I couldn’t slow my heart rate and I was panicking. I even considered stopping at the medic tent, but then embarrassment raced through me. What if it’s nothing? I’m 3 miles from the finish of my hometown race. Then the worst thoughts hit me. What if I’m one of those guys who drops dead at a race? I was in town alone, my wife and kids were back in Chicago, and my parents were out of town.
Needless to say, I made it to the finish line and felt awful. It took me about 3 hours after the race to really feel back to normal. I blamed my whole experience on the Gu Roctane gels and swore to never use any type of gel or solid fueling during races again. I would depend on water and Gatorade as fuel for my future races and this continued for the next 6 years.
As I started increasing my miles, this year, to accomplish my goal of running 1000 miles, I knew I would have to rely on something more than just water and Gatorade. One afternoon while visiting Dick’s Sporting Goods, I spotted the Gu energy chews at the checkout line. My mind immediately went back to that race and I could feel my heart rate pick up. I then noticed the label said, “No Caffeine.” I decided it was time to give the chews a try. Hey, I love gummy bears and I thought this would be perfect.

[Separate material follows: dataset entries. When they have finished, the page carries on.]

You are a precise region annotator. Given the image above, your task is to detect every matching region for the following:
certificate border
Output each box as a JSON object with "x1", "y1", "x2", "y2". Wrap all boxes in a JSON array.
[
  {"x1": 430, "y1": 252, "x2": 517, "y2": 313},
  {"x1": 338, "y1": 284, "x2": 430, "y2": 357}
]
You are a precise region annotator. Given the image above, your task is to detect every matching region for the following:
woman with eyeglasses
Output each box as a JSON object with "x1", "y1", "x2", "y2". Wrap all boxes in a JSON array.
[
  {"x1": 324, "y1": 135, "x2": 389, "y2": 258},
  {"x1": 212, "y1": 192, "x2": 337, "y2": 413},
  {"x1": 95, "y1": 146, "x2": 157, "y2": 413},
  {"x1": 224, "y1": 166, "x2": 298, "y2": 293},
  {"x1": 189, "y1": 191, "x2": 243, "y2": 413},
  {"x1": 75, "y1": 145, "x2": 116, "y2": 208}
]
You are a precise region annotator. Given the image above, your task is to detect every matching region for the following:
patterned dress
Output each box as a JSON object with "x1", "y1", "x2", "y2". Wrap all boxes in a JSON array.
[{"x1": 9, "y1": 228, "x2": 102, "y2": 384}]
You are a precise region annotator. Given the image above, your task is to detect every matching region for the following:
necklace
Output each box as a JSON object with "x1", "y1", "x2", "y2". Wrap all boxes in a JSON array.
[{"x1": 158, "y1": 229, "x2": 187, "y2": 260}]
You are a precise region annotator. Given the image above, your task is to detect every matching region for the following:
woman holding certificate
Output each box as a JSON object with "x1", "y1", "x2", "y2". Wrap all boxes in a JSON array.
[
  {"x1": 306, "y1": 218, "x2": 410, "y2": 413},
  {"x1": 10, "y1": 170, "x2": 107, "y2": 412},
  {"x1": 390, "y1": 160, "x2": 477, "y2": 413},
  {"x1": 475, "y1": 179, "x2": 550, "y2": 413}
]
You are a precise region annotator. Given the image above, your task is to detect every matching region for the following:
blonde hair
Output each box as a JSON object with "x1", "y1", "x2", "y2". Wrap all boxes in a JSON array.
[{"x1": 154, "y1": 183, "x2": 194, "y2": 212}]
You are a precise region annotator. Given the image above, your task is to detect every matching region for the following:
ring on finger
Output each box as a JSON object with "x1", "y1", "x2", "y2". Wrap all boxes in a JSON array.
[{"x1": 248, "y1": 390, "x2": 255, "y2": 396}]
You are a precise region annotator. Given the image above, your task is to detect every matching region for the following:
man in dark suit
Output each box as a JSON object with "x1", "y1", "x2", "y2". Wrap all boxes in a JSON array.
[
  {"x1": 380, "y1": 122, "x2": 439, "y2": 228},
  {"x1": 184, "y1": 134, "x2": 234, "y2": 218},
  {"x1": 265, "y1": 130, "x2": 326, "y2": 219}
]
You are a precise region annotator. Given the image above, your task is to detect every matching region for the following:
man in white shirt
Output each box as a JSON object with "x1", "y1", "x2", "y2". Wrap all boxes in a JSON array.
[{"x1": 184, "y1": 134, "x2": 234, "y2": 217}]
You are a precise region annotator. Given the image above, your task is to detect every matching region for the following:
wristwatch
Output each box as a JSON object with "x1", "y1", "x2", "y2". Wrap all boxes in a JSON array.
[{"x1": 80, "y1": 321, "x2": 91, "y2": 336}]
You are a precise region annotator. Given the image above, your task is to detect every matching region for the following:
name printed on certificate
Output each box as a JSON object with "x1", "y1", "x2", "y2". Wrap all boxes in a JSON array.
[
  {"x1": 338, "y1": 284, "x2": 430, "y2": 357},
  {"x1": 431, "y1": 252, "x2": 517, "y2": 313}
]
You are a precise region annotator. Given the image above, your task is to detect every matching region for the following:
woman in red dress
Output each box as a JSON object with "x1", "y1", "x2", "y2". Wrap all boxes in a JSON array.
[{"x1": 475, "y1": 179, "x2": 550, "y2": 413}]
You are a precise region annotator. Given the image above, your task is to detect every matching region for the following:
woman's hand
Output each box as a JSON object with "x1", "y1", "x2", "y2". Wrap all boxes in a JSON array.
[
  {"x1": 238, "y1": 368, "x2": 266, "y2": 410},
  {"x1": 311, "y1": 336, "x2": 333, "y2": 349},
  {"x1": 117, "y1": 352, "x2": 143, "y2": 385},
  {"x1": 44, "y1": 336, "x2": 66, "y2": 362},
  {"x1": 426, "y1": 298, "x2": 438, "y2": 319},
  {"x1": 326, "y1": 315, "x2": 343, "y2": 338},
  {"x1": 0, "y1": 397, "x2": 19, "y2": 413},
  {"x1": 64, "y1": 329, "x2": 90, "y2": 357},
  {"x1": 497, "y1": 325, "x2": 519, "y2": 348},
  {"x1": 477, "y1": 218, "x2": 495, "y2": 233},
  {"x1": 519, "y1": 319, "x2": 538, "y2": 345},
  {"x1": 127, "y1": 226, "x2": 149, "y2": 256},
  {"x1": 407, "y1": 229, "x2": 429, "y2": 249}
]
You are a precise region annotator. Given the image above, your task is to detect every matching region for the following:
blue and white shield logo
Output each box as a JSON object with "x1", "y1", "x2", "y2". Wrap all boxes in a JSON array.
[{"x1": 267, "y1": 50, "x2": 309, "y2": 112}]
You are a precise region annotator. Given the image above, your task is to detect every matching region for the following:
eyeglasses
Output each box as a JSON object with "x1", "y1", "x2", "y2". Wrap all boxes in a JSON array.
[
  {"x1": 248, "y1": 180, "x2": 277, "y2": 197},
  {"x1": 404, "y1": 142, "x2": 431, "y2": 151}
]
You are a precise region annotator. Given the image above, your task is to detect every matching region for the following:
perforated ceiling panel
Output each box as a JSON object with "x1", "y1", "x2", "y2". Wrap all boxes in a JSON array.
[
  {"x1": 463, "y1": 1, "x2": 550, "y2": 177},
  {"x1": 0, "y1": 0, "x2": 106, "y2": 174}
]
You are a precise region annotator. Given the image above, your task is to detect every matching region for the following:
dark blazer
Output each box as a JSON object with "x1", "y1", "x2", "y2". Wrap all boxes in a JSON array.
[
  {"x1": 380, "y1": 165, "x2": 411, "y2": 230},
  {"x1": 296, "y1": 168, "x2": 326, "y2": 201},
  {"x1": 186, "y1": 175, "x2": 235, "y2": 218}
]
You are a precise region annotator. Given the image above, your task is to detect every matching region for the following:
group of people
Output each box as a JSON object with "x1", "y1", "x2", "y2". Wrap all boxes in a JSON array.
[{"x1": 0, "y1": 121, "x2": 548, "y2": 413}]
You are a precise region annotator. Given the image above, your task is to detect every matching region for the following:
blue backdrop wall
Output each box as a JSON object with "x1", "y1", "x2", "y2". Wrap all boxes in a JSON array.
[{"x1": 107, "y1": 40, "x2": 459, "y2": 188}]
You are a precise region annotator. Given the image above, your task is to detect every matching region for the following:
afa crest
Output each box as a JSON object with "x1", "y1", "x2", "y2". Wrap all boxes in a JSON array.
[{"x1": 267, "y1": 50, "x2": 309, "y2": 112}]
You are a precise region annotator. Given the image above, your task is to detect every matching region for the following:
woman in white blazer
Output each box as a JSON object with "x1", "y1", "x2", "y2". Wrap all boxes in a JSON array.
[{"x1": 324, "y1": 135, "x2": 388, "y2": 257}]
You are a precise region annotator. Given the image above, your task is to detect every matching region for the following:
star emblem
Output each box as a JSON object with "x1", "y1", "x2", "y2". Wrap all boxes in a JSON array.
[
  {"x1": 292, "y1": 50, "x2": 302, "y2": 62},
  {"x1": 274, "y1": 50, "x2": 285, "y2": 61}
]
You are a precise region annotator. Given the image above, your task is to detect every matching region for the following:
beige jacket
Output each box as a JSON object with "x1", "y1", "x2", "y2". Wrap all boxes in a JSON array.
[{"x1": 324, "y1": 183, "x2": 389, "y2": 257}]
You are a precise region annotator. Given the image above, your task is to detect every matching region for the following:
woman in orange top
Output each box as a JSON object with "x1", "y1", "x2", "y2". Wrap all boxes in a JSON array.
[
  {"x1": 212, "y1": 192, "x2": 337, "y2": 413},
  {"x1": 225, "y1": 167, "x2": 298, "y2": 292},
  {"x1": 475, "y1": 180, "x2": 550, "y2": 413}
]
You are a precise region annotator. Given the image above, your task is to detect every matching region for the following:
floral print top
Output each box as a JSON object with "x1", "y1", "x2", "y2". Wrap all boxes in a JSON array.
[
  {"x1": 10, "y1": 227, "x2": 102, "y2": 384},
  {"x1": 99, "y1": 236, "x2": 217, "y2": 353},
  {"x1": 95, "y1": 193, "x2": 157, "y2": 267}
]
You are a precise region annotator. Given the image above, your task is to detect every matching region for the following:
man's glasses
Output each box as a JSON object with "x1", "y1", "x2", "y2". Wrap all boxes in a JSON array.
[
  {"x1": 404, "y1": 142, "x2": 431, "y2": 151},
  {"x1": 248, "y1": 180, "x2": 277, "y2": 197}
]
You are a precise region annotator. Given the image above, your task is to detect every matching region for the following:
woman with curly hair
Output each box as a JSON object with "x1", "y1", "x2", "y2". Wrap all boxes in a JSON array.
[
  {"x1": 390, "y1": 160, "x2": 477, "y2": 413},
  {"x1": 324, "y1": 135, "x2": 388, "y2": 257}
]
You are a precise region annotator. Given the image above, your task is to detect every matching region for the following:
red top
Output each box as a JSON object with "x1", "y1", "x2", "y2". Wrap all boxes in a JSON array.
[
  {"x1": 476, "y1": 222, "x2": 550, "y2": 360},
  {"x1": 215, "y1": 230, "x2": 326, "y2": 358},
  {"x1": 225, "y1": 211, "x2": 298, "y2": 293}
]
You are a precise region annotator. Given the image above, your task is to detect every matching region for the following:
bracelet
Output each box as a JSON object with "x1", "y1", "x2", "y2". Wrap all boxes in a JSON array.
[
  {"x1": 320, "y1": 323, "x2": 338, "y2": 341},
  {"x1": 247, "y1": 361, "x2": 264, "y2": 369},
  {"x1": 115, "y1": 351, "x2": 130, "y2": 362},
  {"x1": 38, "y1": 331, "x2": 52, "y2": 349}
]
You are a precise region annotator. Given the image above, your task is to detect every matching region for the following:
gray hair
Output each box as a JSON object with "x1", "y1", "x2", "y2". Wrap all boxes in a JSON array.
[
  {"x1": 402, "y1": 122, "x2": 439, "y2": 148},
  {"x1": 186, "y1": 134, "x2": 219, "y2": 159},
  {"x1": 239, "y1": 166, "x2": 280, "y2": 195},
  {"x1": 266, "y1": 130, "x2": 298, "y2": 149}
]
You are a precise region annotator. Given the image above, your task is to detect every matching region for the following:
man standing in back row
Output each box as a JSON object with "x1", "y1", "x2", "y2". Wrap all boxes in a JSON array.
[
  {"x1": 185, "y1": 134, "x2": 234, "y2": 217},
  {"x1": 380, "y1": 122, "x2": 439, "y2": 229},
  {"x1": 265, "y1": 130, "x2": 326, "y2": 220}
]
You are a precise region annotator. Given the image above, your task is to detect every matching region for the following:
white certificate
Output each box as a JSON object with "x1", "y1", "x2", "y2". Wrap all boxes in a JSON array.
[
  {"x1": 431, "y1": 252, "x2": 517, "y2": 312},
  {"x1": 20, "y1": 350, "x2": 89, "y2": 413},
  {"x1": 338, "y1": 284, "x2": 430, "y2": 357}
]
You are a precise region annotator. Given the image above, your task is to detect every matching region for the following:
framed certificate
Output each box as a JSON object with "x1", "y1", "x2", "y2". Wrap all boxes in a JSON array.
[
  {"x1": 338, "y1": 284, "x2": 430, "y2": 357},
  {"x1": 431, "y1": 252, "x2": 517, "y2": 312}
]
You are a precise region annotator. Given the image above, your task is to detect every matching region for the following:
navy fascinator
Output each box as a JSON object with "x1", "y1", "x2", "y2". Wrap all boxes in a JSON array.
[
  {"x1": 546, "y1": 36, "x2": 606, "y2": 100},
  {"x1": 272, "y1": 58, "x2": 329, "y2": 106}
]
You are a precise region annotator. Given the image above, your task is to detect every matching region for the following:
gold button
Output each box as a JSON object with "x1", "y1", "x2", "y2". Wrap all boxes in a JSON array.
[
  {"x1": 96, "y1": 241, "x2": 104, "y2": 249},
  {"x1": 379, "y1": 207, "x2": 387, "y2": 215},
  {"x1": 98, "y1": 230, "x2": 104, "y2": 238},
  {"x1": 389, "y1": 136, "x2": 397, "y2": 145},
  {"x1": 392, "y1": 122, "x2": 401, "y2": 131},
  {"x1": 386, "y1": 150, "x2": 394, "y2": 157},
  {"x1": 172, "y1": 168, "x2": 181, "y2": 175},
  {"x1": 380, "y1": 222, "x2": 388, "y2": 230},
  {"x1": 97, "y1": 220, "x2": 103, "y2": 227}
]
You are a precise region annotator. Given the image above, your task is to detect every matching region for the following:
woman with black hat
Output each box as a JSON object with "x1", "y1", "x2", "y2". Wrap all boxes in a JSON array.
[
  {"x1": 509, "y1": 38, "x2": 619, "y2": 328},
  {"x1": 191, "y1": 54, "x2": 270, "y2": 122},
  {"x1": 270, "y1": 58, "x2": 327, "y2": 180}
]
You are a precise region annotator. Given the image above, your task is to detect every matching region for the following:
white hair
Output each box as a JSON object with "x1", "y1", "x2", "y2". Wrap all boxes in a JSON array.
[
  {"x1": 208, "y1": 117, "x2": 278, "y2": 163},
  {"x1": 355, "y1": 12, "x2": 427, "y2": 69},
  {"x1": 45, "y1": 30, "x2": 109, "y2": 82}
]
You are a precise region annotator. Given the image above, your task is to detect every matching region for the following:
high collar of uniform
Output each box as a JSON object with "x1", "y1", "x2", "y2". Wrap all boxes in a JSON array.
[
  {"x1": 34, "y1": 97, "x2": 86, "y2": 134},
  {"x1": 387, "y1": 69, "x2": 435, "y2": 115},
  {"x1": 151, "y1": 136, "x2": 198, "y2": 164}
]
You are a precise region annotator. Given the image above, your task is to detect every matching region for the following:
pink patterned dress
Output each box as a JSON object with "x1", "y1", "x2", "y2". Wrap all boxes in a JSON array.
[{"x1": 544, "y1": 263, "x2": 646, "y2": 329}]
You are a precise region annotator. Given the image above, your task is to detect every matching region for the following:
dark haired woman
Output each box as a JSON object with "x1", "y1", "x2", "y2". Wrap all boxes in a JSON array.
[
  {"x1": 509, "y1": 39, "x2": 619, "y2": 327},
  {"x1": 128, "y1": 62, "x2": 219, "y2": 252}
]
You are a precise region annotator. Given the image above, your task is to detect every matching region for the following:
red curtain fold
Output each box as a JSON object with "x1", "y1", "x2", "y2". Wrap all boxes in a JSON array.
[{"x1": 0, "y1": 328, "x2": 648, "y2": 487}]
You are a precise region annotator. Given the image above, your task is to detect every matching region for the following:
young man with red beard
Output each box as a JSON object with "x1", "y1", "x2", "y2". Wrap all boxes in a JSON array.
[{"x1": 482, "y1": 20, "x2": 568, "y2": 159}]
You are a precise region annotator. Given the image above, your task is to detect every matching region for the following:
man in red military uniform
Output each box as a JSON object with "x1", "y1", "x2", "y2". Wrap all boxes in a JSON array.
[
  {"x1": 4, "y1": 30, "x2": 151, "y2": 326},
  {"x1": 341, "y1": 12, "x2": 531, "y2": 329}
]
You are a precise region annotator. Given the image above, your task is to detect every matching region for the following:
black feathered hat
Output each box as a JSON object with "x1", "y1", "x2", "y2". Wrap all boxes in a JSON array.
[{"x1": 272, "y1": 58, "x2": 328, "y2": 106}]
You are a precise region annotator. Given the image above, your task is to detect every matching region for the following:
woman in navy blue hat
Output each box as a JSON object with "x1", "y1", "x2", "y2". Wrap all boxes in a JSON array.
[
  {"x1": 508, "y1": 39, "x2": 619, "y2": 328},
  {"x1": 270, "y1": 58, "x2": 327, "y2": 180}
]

I went with the no caffeine product after reading a recent article in Runner’s World about using too much caffeine on a run. Looking back at that experience, I probably was dealing with a caffeine overdose. Remember the big cup of coffee I had pre-race?
On my next long run, I set out with a bottle of water and a pack of the Gu watermelon flavored chews. At 45 minutes, I tore into the pack and hesitantly sampled the goods. Miraculously, I had zero reactions. I actually felt pretty good to finish off the run. Had I finally conquered my fear of fueling during a run? I was feeling so good that I ordered a box of these for future use.
Having a bad experience with a particular product or situation can keep you from ever trying something again, assuming that experience wasn’t life or death. It can keep you from wanting to take a risk at your job or venturing out to try new restaurants, or to take another chance at a relationship. And it can take you years to overcome. But you can also be missing out on some experiences unnecessarily.
Do your homework and get a big ol’ dose of some courage. It’s tough to put yourself out there and be vulnerable, but it can be worth it. My long runs are now better because I decided to try something again. My body is thanking me for it.